13 Jul 2011
in Books Tags: Arundhati Roy, The god of small things
`The God of Small Things explores the tragic fate of a family which “tampered with the laws that lay down who should be loved, and how.” They are an electric mix: grandmother Mammachi; her spoilt Anglophile son, Chacko ; her daughter Ammu; Ammu’s inseparable twins Estha and Rahel; and Baby Kochamma, grant aunt, determined to spread the bitter seeds of her early disappointment in love. From its mesmerizing opening sequence, it is clear that we are in the grip of a delicious new voice… a voice of breathtaking beauty. The God of Small Thing achieves genuine, tragic resonance. It is, indeed, a masterpiece.’ Christina Patterson , Observer
Winner of the Booker Prize
The God of small things is Arundhati Roy’s first novel. The book is absolutely moving however it jumps around in time a lot for which I felt it was too disjointed and confusing.
10 Jul 2011
in Books Tags: Moon Palace, Paul Auster
It was the summer that man first walked on the moon. I was very young back then, I did not believe there would ever be a future…
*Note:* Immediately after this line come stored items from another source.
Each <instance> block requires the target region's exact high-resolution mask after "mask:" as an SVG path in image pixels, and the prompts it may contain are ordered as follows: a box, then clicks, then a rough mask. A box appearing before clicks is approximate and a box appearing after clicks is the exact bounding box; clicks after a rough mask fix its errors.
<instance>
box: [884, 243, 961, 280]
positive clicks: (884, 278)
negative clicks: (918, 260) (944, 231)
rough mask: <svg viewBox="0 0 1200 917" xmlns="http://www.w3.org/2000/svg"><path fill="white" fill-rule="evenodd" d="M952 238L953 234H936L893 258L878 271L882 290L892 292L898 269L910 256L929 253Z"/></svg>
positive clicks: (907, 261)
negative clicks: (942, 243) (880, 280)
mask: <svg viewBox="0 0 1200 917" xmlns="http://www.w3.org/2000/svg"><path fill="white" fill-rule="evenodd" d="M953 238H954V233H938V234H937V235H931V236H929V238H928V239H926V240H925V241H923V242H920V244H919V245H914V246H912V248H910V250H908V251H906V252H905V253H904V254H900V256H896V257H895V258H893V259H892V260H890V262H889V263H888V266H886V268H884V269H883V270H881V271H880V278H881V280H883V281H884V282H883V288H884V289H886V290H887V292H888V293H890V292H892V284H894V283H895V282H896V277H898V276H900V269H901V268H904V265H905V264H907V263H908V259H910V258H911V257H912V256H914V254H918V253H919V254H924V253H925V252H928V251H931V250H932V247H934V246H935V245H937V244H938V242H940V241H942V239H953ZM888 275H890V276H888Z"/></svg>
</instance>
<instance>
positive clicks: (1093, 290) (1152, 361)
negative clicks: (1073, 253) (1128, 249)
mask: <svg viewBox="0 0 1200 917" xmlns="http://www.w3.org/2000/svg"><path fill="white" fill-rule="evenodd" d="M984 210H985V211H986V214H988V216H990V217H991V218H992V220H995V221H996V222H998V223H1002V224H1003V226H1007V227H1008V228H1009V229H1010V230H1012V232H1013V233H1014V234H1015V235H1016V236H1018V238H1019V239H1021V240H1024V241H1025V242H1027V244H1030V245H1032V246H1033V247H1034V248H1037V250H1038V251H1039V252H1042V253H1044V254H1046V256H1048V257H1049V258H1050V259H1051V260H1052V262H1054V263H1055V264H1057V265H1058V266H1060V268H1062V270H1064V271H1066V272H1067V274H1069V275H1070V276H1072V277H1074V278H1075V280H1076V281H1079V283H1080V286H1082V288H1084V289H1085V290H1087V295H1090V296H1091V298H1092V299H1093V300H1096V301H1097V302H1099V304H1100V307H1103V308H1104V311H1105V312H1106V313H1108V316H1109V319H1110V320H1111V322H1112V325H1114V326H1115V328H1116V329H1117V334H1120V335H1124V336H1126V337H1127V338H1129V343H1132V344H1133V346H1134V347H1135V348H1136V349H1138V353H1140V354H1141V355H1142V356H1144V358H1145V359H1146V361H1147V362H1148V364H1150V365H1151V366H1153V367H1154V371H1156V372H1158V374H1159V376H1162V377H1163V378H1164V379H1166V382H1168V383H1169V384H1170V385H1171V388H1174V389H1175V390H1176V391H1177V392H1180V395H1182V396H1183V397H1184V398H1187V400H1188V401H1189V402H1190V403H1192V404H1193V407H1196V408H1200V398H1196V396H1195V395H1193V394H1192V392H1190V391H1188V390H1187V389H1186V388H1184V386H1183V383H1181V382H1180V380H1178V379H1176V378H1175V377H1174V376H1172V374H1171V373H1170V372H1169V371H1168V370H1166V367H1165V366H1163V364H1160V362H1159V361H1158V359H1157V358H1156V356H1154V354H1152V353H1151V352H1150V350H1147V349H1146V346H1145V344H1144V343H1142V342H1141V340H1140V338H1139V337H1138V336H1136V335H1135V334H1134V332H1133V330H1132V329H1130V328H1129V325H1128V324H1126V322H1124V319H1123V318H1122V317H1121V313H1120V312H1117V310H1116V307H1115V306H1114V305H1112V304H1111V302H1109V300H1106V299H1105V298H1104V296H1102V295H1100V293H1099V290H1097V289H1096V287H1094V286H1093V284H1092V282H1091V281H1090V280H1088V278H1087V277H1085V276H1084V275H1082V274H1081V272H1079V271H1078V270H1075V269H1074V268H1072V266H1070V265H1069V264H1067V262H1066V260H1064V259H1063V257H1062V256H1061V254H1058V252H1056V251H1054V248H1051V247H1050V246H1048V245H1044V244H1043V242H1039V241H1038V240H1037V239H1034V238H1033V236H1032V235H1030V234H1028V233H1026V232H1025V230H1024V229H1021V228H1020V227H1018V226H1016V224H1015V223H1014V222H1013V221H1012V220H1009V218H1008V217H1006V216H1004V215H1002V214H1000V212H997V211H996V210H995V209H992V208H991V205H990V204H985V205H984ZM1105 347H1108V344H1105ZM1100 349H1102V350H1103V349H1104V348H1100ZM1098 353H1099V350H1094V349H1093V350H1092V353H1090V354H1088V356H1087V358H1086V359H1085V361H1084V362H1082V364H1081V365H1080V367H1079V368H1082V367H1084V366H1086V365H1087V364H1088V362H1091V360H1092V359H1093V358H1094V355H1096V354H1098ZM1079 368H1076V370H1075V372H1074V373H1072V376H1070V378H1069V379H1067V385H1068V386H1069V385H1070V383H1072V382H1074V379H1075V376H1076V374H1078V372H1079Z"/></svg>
Spanning three generations, Moon Palace is the story of Marco Stanley Fogg and his quest for identity in the modern world. Moving from the concrete canyons of Manhattan to the cruelly beautiful landscape of the American West, it is a meditation on and re-examination of America, art and the self, by one of America’s foremost authors.
I think I have read this book only because I don’t like lay down books without reading them till the end. This book frustrated me and bored me so much. The fact that there are so many coincidences occurring in the book, for example Fogg meeting his long-lost father and grand-father only by accident, that all realism and parts of the book’s fascination get lost. Also, the author’s way of starting every episode with its result, failed to hold my interest.
09 Jul 2011
in Books Tags: Jed Rubenfeld, The interpretation of murder
On the morning after Sigmund Freud arrives in New York on his first – and only – visit to the United States, a stunning debutante is found bound and strangled in her penthouse apartment, high above Broadway. The following night, another beautiful heiress, Nora Acton, is discovered tied to a chandelier in her parents’ home, viciously wounded and unable to speak or to recall her ordeal. Soon Freud and his American disciple, Stratham Younger, are enlisted to help Miss Acton recover her memory, and to piece together the killer’s identity. It is a riddle that will test their skills to the limit, and lead them on a thrilling journey – into the darkest places of the city, and of the human mind.
WINNER Galaxy British Book Awards Best Read
Although this book promises to be an enthralling read, it doesn’t leave up to its expectations for the following reasons. Firstly, it gets into many psychological definitions and discussions which were not so easy to understand. Then, there is no protagonist to identify with, which made it hard to connect with any of the characters. When the author brought in a different character with it, I had to go a little backwards to refresh my memory. Also, I could not link detective’s Littlemore findings to the plot which it actually did not help me to understand how the story is going to end. Lastly, a good part of the book and especially the ending turns into a funny soap opera in my opinion. The author tries to create an unexpected ending but, unfortunately, the result is lack of common sense. It is a novel that will strongly appeal to students and fans of psychology.
09 Jul 2011
in Books Tags: Haruki Murakami, Norwegian Wood
When he hears her favorite Beatles song, Toru Watanabe recalls his first love Naoko, the girlfriend of his best friend Kizuki. Immediately he is transported back almost twenty years to his students days in Tokyo, adrift in a world of uneasy friendships, casual sex, passion, loss and desire – to a time when an impetuous young woman called Midori marches into his life and he has to chose between the future and the past.
The book’s story is carefully written. It is set in Tokyo late sixties and it is focused on the theme of relationships. The story teller, Toru Watanabe, describes everything in detail and this makes the story seem very vivid, as if the memories he’s recalling and telling the reader at that moment is as if they happened yesterday as the saying sometimes goes. It is a love story but very much different to what I have read so far.
09 Jul 2011
in Books Tags: A thousand splendid suns, Khaled Hosseini
Mariam is only fifteen when she is sent to Kabul to marry Rasheed. Nearly two decades later, a friendship grows between Mariam and a local teenager, Laila, as strong as the ties between mother and daughter. When the Taliban take over, life becomes a desperate struggle against starvation, brutality and fear. Yet love can move people to act in unexpected ways, and lead them to overcome the most daunting obstacles with startling heroism.
A thousand splendid suns is a disturbing story from Afghanistan. It is a story of two women who went through quite a lot of ordeal. Not very pleasant book to read. Sad and melancholic. The beginning of the story is a little bit slow with many pages dedicated to their women growing up and reaching the main story.